It was inevitable. I knew it was going to happen. And I’m sure you knew it was going to happen. I caved in last Thursday and phoned him. Considering the bad state he left in, and the bad state I was in, I needed …. something. He’s safe, living with his parents. He has a job, he’s (not) drinking and he’s seeing his daughter regularly. That was all I needed to know.
But he had more to say – I miss you. I still love you. I’ll be coming back to Durban in about 4 months.
Ordinarily I would have expected my heart to leap for joy. But it didn’t. Of it’s own accord, my heart plumetted from my chest, bounced through my stomach and landed in the soles of my feet, with dread. Coming back? Doesn’t he know, in life, there is never any going back? There is always only moving forward? The dread I felt at the prospect of his return was the revelation I’ve been seeking.
I don’t want him back. I don’t want his drinking back. I don’t want the anxiety and anticipation back.
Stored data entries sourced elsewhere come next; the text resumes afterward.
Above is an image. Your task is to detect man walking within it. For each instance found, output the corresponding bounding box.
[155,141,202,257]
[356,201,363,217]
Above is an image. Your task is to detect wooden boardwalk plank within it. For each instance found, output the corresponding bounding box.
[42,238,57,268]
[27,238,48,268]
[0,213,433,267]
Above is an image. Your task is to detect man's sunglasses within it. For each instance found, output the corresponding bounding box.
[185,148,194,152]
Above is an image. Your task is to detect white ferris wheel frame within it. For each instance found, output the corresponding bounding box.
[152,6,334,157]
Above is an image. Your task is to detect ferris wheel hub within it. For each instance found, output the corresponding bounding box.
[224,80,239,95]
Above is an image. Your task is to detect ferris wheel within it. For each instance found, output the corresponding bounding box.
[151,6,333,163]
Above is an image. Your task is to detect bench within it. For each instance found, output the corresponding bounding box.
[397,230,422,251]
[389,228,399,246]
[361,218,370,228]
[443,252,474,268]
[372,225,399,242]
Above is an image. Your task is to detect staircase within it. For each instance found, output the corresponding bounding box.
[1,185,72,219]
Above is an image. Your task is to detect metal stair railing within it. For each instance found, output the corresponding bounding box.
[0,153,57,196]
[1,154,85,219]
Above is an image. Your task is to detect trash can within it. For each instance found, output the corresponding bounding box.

I don’t want the rejection back. I don’t want his issues back. I don’t want his chaos back. And most importantly, I don’t want his love back, because his kind of love hurts, and I don’t want to hurt anymore.
I won’t suffer, be broken, get tired, or wasted
Surrender to nothing, or give up what I
Started and stopped it, from end to beginning
A new day is coming, and I am finally free
– 30 Seconds to Mars – Attack
I was rendered pretty much speechless during the phone call. So this is part of a text I sent:
“……but please know, if you come back to Durban it has to be for reasons that exclude me..…. Some damage can’t be undone….. So if you’re coming up for me – don’t…… ‘we’ will never be able to be again.”
I feel a shift within myself. Where once there was longing, pining and guilt, I’m now bordering on neutral. I’m still sad. I still cry everyday. But at least now I’m not crying for him, I’m just crying because of him. And in time that pain will heal.